Real-world use case: a SaaS team has outgrown ad-hoc monitoring. They need reliable dashboards and alerting for app, infrastructure, and database performance across staging and production, with role-based access and an upgrade path to multi-node architecture later. This setup provides that baseline today and keeps migration options open for tomorrow.

Architecture and flow overview

The stack has three core services: PostgreSQL for durable Grafana state, Grafana for dashboards and alerting, and Nginx as the edge reverse proxy. Incoming requests land at Nginx, then forward privately to Grafana. Grafana writes metadata to PostgreSQL over an internal Docker network not directly exposed to the public internet.

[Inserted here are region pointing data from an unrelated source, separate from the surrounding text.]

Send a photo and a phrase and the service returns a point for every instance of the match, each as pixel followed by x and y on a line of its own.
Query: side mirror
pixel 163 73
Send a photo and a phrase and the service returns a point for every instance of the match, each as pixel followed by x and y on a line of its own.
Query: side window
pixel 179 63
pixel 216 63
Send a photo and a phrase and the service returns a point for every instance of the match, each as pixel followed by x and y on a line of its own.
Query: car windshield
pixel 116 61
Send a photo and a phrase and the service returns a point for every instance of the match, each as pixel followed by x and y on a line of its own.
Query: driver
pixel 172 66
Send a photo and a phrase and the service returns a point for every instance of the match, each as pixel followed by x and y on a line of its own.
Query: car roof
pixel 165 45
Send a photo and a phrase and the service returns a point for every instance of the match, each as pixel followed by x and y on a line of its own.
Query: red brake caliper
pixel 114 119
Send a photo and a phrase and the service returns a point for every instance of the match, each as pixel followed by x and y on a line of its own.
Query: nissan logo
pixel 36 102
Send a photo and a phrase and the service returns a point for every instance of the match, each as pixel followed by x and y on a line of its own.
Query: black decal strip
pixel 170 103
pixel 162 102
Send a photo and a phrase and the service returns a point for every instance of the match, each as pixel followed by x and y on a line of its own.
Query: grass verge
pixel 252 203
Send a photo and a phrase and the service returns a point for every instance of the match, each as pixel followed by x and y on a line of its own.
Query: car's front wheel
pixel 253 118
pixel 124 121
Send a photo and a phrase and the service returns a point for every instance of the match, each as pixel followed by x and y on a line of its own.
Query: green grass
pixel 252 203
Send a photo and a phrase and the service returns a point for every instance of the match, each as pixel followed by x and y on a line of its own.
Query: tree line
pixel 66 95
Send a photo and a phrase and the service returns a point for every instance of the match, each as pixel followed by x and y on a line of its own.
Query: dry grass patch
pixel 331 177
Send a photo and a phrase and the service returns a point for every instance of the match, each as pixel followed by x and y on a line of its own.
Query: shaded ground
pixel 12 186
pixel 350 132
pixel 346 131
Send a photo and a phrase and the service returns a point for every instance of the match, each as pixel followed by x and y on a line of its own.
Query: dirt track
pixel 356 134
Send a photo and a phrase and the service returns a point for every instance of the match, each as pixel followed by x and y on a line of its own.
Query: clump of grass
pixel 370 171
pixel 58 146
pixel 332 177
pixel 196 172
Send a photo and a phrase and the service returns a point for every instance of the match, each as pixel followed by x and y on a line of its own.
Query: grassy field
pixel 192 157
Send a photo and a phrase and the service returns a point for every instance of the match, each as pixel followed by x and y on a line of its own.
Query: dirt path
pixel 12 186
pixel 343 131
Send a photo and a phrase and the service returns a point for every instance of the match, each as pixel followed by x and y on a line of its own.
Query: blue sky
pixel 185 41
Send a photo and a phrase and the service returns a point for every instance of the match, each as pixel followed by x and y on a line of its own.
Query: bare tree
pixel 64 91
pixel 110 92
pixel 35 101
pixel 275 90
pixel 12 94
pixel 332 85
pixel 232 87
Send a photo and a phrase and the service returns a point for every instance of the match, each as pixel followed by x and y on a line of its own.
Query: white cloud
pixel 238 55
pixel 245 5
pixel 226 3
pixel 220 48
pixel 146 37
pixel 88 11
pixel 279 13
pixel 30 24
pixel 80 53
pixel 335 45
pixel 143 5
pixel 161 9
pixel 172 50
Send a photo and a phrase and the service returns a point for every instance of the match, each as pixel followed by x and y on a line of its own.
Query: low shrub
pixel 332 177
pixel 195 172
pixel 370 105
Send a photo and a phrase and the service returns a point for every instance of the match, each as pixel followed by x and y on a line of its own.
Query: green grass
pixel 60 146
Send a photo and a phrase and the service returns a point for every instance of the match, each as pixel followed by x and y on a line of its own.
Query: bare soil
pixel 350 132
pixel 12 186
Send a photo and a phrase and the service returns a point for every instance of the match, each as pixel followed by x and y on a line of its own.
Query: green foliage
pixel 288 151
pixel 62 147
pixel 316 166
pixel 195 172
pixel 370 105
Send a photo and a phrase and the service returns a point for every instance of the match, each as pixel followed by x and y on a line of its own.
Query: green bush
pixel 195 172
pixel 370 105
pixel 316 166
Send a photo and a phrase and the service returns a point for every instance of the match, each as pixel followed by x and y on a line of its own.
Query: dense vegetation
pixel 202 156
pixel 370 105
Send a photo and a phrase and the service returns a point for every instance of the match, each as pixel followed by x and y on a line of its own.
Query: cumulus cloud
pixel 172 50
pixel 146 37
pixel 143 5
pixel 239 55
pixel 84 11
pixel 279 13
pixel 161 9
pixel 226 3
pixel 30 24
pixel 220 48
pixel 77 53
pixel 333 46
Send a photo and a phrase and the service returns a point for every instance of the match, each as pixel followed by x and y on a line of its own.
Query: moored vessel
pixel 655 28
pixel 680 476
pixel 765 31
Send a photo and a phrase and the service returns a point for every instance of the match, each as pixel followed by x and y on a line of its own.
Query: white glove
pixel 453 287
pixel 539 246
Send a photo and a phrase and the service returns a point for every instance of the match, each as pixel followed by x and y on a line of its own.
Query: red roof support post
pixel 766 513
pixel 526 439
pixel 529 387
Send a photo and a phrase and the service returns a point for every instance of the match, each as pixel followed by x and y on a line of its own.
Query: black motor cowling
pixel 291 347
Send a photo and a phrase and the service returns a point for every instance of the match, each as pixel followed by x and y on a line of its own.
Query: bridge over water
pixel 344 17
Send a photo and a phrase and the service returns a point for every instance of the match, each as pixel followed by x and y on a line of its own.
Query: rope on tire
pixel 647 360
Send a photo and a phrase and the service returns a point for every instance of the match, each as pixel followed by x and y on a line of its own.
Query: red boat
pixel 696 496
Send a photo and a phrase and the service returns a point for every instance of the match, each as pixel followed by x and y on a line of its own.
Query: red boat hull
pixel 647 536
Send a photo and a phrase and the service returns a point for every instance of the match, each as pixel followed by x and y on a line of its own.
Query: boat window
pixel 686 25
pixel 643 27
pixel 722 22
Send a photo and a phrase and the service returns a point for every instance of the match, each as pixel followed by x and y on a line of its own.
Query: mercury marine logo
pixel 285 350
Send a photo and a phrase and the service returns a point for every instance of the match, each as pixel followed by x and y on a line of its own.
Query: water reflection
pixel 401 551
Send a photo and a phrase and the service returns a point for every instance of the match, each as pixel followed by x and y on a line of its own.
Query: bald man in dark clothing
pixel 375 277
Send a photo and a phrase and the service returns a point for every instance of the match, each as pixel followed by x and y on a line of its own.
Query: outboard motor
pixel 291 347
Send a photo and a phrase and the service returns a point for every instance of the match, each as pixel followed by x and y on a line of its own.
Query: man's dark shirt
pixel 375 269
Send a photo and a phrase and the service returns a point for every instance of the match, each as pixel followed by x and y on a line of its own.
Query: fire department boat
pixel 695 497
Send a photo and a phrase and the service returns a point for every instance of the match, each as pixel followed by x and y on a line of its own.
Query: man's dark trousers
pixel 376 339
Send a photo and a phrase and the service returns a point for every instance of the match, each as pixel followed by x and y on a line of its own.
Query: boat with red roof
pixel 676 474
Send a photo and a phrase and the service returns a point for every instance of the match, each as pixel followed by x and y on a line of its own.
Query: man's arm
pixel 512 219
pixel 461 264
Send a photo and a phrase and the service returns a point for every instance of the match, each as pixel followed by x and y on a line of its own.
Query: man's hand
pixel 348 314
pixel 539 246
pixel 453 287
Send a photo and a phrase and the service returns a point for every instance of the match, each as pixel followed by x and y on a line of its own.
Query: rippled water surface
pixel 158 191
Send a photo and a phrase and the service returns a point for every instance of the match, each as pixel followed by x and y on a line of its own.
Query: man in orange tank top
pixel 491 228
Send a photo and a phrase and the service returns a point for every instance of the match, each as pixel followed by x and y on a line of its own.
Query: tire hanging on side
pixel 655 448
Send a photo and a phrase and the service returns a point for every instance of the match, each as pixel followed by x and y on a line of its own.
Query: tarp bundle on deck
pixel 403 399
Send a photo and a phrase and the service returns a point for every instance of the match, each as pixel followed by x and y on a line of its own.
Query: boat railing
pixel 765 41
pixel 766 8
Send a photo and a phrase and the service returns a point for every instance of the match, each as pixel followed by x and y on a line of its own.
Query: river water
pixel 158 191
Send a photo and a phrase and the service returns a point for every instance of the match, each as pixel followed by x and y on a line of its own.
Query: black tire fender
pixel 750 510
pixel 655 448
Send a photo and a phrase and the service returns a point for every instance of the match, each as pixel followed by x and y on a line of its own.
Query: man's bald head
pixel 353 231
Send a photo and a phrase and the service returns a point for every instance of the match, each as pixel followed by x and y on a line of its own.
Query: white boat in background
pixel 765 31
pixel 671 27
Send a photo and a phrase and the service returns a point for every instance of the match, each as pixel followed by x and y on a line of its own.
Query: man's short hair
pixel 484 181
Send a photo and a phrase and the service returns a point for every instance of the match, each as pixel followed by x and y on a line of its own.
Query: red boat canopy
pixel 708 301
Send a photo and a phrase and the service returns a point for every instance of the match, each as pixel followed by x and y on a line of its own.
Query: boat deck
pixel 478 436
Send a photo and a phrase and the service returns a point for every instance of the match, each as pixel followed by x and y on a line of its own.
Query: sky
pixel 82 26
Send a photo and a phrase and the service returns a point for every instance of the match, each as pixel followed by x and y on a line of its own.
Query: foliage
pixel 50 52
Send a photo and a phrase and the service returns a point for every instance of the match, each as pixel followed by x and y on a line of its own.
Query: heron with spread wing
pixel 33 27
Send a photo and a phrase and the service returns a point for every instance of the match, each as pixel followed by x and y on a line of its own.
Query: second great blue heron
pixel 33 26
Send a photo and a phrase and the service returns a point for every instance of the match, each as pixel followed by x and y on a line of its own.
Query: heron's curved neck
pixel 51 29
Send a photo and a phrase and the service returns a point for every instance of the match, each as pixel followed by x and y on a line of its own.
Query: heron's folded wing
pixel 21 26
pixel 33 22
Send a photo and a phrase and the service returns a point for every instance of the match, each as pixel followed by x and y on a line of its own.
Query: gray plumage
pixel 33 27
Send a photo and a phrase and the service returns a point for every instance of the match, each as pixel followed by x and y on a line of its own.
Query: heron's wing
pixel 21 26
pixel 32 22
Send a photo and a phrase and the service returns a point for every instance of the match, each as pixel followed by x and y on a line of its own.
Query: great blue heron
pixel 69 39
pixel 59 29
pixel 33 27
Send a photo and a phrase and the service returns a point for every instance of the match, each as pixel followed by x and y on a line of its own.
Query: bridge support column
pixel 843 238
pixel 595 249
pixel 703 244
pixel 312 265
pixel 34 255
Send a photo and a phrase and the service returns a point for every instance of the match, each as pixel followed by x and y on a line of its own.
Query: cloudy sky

This architecture keeps host exposure minimal: only Nginx binds to 80/443; Grafana and PostgreSQL stay private. It also avoids brittle defaults. Grafana dashboards, user settings, teams, and alerting state survive restarts and upgrades because data is persisted in PostgreSQL and managed by volume policy.

Operationally, this model is easy to reason about. If edge traffic fails, inspect Nginx first. If login and dashboard rendering fail, inspect Grafana logs and DB health next. If persistence breaks, restore PostgreSQL data from tested backups. Clear ownership boundaries reduce incident MTTR significantly.

Prerequisites

  • Ubuntu 22.04/24.04 with at least 2 vCPU, 4 GB RAM, and 30+ GB available disk.
  • Docker Engine + Docker Compose plugin installed and verified.
  • DNS record for your Grafana hostname (for example, grafana.example.com).
  • A deployment user with sudo access and ability to manage firewall rules.
  • A backup location for PostgreSQL dumps and periodic snapshots.

Do not place secrets directly in compose YAML or shell history. Use a locked-down .env file (or secret manager), then rotate credentials after first successful login.

Step-by-step deployment

1) Prepare host and project directories

Create a stable directory layout for reproducible maintenance, upgrades, and handoffs.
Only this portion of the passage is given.